Canadian men’s hockey team shaping identity amid whirlwind schedule

Sean Burke joins Hockey Central at Noon to discuss the recently announced Team Canada Olympic hockey roster, mentioning that this process was huge to the players involved, and that the team is nicely balanced.

PYEONGCHANG, South Korea – The Gangneung Hockey Centre is striking, its gleaming oblong octagon exterior giving way to a pristine interior, where the international ice, 60 metres long by 30 metres wide and surrounded by baby blue seating, gleams a vivid white under the lights.

It makes quite the first impression.

“I went out to take a peak and it’s a bright arena,” said Chris Kelly, who will captain the Canadian men’s Olympic hockey team. “It will be exciting to get out there and play.”

The Canadians were scheduled to practice at the venue Thursday but missed their window when their flight from Riga, Latvia, where they held a training camp before arriving in Pyeongchang, was delayed.

A whirlwind schedule upon landing included being outfitted with Olympic gear, getting checked into the Olympic village, visits to their rooms where Hockey Canada set up pictures of their families, a briefing on taking precautions amid the norovirus outbreak and, finally, a visit to the rink.

In the midst of that came the announcement of Kelly, a veteran of 833 NHL games playing this season with Belleville in the American Hockey League, as captain.
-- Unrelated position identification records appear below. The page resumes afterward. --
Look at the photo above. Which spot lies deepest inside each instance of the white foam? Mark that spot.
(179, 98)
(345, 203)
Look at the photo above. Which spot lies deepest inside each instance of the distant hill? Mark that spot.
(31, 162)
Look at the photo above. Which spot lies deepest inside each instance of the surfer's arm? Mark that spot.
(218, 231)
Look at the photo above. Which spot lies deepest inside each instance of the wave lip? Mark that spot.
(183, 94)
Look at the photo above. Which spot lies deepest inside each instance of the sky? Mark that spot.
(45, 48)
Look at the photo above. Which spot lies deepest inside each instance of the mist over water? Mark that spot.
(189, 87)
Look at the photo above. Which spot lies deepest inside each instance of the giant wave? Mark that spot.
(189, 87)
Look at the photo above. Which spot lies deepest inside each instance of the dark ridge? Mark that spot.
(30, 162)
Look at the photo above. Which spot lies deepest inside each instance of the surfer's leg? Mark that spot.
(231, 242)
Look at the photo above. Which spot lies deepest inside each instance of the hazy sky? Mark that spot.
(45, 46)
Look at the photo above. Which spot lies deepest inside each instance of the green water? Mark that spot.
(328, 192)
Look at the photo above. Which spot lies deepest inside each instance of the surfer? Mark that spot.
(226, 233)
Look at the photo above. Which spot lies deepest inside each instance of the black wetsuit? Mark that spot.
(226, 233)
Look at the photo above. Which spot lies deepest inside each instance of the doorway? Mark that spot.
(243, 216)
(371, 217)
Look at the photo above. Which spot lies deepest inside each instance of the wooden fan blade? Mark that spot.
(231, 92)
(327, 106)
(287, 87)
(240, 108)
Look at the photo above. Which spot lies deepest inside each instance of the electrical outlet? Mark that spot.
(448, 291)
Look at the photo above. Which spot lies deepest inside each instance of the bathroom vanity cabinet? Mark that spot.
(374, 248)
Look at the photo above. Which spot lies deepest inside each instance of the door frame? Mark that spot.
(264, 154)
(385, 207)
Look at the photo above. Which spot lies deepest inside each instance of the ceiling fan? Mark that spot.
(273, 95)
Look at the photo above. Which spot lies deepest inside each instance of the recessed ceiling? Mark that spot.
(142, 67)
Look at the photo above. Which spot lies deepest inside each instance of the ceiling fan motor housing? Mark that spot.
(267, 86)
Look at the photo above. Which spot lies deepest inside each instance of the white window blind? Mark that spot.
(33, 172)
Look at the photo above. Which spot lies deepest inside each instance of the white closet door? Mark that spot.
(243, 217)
Rene Bourque, Andrew Ebbett, Chris Lee and Derek Roy will rotate as alternates with Maxim Noreau also part of team’s leadership group.

“I’m a little taken aback,” said Kelly. “Such a great honour and very humbling. There are so many great people in that locker-room that could ultimately be wearing it. It’s a thrill.”

For the 37-year-old, the captaincy is a first since being selected in the third round by the Ottawa Senators in the 1999 NHL draft, although he’s served as an alternate. Seven of his 13 years in the NHL were with the Senators with the remaining six with the Boston Bruins.

“For whatever reason I couldn’t get it in Ottawa when they had (Daniel) Alfredsson there and then I went to Boston and they had (Zdeno) Chara,” he quipped. “I don’t know. Just bad luck I guess.”

Kelly named Alfredsson and Chara as two captains he really respected and added that from across the ice, he admired the way Sidney Crosby handles the role.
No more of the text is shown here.